Si andrà in pensione più vecchi e con una pensione più povera, infatti la rata di pensione che riceveranno tenderà ad essere sempre più bassa per effetto delle revisioni sui coefficienti di trasformazione, che essendo legati all’aspettativa di vita tenderanno ad essere più bassi di fronte ad un allungamento della vita media. La legge Dini prevedeva che tali coefficienti sarebbero stati rivisti ogni 10 anni, il 1° Gennaio di quest’anno, dunque 15 anni dopo l’applicazione dei primi sono entrati in vigore i nuovi coefficienti di trasformazione, più bassi rispetto a quelli della legge Dini del 95, perché la vita media si è allungata. Per avere dei coefficienti simili a quelli che erano fissati a 65 anni per la legge Dini, si dovrebbe allungare ulteriormente l’età di pensionamento. Ma niente paura perché a tutto ciò ci ha già pensato il nostro caro presidente del consiglio, infatti con la legge 102/2009 il governo Berlusconi ha varato una norma che prevede, a decorrere dal 2015, che i requisiti di età anagrafica per l'accesso al sistema pensionistico sono adeguati all'incremento della speranza di vita, con riferimento al quinquennio precedente. Si tratta dunque di un innalzamento dell’età pensionabile collegato alla speranza di vita che dovrebbe agire in controtendenza rispetto alla diminuzione dei coefficienti. Per i giovani e i neoassunti sarà dunque una vera catastrofe: si troveranno a lavorare fino a chissà quale età e a “scadenza” usufruiranno di un miserevole assegno pensionistico (il 50% circa dello stipendio) ed anche se decidessero di aderire ad un fondo integrativo, la rendita finale aumenterà di un misero 10-15%, al costo di dire addio alla buonuscita.

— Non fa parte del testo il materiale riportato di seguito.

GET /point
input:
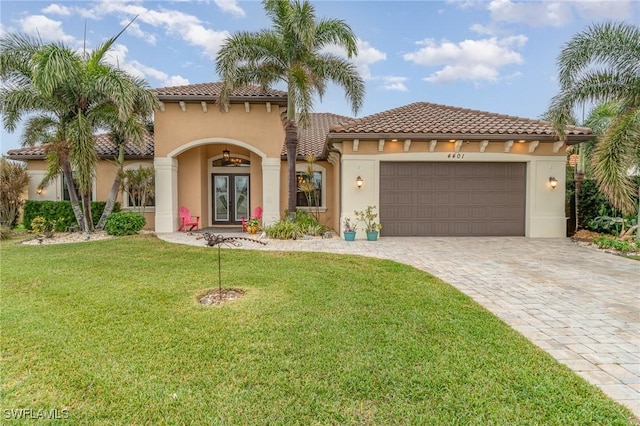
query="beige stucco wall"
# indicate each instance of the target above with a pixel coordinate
(545, 207)
(192, 138)
(329, 214)
(257, 128)
(104, 175)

Ma, a questo punto viene da porgersi un’altra domanda: e la disoccupazione??? Se ci sarà sempre più permanenza della forza lavoro anche ad età abbastanza elevate, come si fa a fronteggiare un altro fenomeno che in Italia ha un carattere piuttosto rilevante??? O il precariato stesso??? Come si fa a divenire lavoratori subordinati se i posti sono sempre tutti così pieni e non si crea nuova occupazione??? Sembra di essere in un tunnel senza uscita o volendo usare un detto molto più popolare sembra di avere a che fare con “un cane che si morde la coda”. Ma non è questa la sede per affrontare il problema, dunque tornando al nostro sistema previdenziale si vuole precisare che il motivo di quest’intervento è quello di informare i lavoratori, o meglio i contribuenti, dello stato in cui versa il nostro sistema previdenziale, ed affermare che quando si legge o si apprende che nello stato attuale delle cose sarà già solo un miracolo percepire pensione, non è solo per fare notizia ma la situazione esiste davvero ed è molto più grave di quello che noi pensiamo. Basti pensare che il nostro sistema è a ripartizione, e che i diversi fondi che aderiscono: fondo dei coltivatori diretti, fondo degli artigiani e quello dei commercianti sono tutti in negativo, solo quello dei lavoratori dipendenti è in positivo ma se si aggiunge il fatto che la cassa dei dirigenti d’azienda, degli elettrici e dei trasporti (sempre tutte in negativo) vanno a finire nella grande cisterna dei lavoratori dipendenti allora quest’attivo smagrisce; che con tutto questo calderone di disavanzi negativi di bilancio, spese, spese e ancora spese, si continuano a pagare le pensioni di chi in pensione c’è già. E il futuro??? È come scorgere l’orizzonte e non vedere nulla, e si perché è meglio dire che non si veda nulla, è meglio omettere piuttosto che dire che la situazione si presenta difficile e comunicare alla gente, ai precari soprattutto, che devono provvedere al loro futuro in altri modi perché dopo una vita di lavoro incerto, dopo aver pagato fiumi di contributi, forse il sistema a loro la pensione non la darà!!!